While the project was thrown off course over the past two years, the duo along with editor Daniel Schloss got creative last summer with a virtual film mockumentary, “We Are Out There,” which introducedthe events that occurred in the town of Sand Rock and starred Chicago actors.

The side project gave them a good jump start on casting and the chance to work on the music and orchestrations. Kinosian admits at the beginning, it took him awhile to find his way into the music.

“How do you do a sci-fi musical without relying on the hokiest go-to options,” Kinosian asks. “We’re all familiar with that eerie theremin sci-fi sound. It’s a minefield of cliches and limited imagination.”
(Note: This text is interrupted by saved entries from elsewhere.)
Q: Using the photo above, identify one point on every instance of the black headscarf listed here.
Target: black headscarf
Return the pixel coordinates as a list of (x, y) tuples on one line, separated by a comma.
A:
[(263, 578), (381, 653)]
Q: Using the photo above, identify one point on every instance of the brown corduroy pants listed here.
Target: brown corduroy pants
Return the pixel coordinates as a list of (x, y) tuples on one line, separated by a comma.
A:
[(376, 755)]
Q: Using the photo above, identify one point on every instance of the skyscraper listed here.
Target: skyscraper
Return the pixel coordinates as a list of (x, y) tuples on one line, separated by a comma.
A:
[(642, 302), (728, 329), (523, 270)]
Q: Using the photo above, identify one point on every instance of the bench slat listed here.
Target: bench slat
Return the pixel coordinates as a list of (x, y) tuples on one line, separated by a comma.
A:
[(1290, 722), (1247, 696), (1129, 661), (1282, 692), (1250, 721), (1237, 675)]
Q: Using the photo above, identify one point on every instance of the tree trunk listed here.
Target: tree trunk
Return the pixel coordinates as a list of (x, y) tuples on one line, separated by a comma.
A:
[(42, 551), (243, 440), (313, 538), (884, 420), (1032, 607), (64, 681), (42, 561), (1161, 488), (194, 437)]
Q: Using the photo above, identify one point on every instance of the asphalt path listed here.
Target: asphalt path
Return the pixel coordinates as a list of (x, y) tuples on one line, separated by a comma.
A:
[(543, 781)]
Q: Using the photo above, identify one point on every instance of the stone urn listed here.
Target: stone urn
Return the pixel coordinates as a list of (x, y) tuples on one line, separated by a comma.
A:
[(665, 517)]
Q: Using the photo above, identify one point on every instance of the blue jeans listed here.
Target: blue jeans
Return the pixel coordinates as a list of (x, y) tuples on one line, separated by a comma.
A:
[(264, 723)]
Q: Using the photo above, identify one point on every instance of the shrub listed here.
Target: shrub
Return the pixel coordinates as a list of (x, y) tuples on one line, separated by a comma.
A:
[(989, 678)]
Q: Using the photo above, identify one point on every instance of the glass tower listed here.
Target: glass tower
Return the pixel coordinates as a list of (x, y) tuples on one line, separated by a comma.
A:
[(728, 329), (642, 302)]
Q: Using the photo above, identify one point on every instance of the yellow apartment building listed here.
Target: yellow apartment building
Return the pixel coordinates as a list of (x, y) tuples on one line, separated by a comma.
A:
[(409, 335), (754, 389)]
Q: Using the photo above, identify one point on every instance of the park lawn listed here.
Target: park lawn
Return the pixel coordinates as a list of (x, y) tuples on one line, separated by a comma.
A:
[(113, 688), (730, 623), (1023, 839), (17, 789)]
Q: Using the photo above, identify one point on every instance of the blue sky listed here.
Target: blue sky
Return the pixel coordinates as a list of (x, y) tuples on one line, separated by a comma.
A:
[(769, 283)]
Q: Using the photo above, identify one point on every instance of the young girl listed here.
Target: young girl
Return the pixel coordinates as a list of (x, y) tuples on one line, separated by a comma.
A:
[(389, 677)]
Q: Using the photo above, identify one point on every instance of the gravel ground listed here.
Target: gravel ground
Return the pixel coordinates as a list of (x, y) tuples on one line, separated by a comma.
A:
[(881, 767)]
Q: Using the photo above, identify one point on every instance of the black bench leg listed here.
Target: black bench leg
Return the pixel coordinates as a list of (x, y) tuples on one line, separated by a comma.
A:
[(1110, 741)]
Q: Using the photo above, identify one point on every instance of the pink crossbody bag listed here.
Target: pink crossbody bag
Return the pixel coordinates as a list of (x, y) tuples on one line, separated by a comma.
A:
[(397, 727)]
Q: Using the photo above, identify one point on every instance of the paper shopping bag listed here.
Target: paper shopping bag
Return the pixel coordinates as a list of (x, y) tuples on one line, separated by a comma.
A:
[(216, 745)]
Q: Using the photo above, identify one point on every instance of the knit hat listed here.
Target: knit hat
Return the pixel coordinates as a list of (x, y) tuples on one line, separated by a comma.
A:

Kinosian says since the musical is set in the ’50s, the golden age of musicals, he wanted to include that type of “reassuring sound.” And since the story takes place in the “wide open spaces and endless desert of the West,” he was also listening to a lot of Aaron Copland for inspiration.

But with the music representing the aliens, he says it can be anything you want: “In creating that, I was thinking along the lines of Laurie Anderson’s music, simplified, repetitive with meaningful changes, a multi-layered tapestry of both organic and electronic sounds.”

Kinosian (from Milwaukee) and Blair (from Seattle) met at the BMI Musical Theatre Workshop in 2008 (“It’s basically speed dating for musical theater writers,” Blair says with a laugh.) It was here where they teamed up to create the Jeff Award-winning musical “Murder for Two,” which premiered at Chicago Shakespeare in 2011 and went on to a successful Off Broadway run.

The amiable duo agrees the first draft of “It Came from Outer Space” was the best first draft they’ve ever written.

“I don’t expect this to ever happen again,” Kinosian says, laughing. “The movie just provided a solid foundation for it all to come together.”

“I think it was kind of a perfect piece for us because ‘Murder for Two’ is escapist and we like writing comedies, we want to always write musical comedies,” adds Blair. “But this was an opportunity to give a much needed bit of substance to what is otherwise a kind of silly and fun sci-fi thing. It allowed us to mature a little bit while still remaining somewhat immature.”